Yes, I am naive. And a German wine festival is an odd awakening. I have been living in Germany for almost 17 years and I have once again been shown that this is not my home. To go out into the blindness of German Gemütlichkeit, of which I have become so cynical, and drink wine and have a 20 year-old German call me a fascist…
Being lost is not as bad as being without direction.

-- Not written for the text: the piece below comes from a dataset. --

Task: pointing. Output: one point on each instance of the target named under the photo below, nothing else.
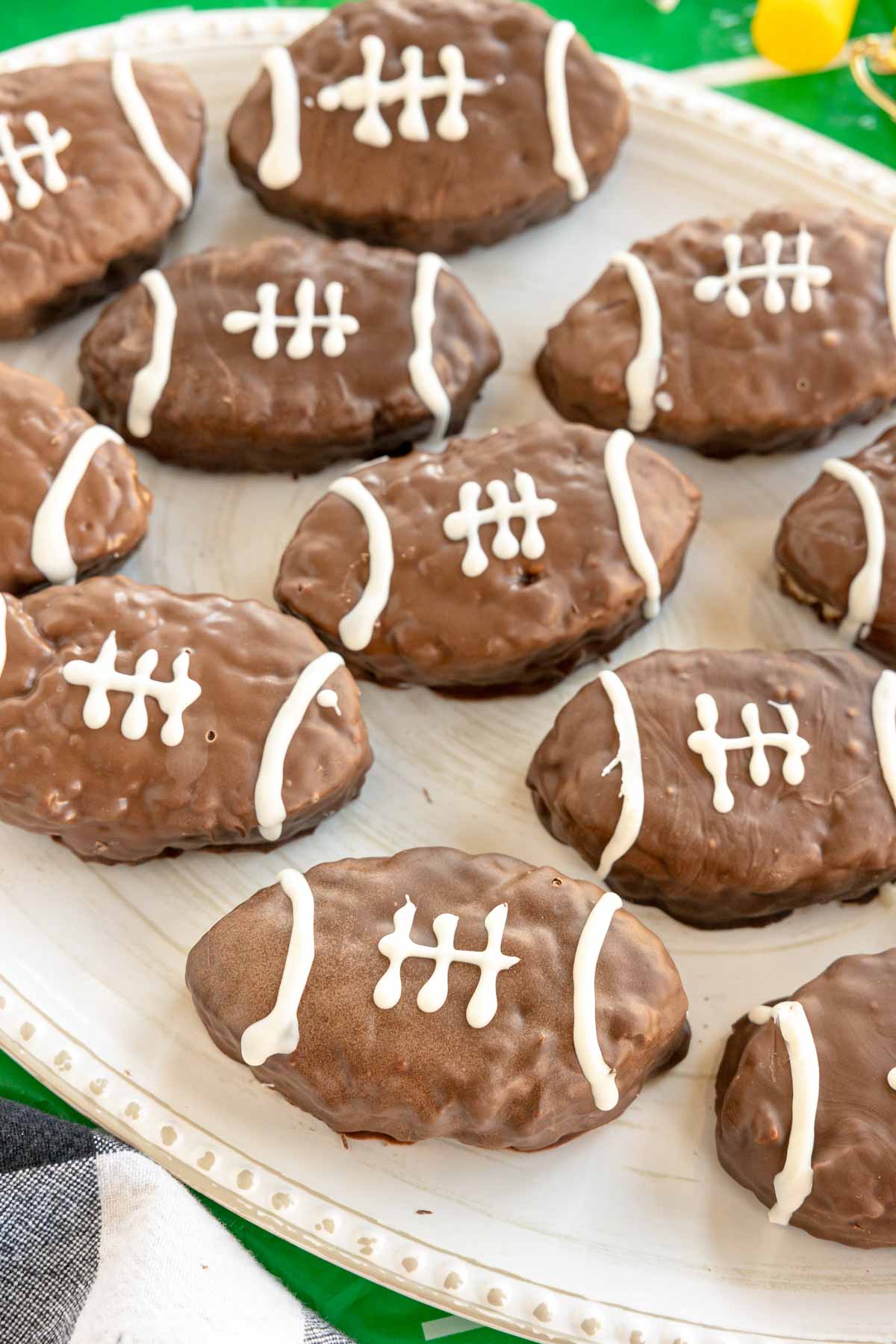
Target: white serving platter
(633, 1234)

What America is currently doing to the middle east, Iraq, Afghanistan is wrong but America is not fascist. Even though I heard it lowed an clear: the cynics out there (especially in America) who say: indeed, we beat them Germans in 1945 but Fascism didn’t lose. I can only hope that future generations, in whatever country, will be given a voice as brilliant as Gunter Grass to help it see through all its confusion. I also hope that Grass’s attempt to deal with his own – and even Germany’s – past won’t have a tarnishing effect on his work.
Too much hope is never enough.
I also hope that some people, no matter what their age, do not assume the worst of other people or places just because of something that defines their own past.
Now, how ’bout another drink…
- Günter Grass – Wikipedia, the free encyclopedia
- Fascism – Wikipedia, the free encyclopedia
- Crabwalk – Wikipedia, the free encyclopedia
*That may be a far-fetched interpretation but Im gonna stick with it.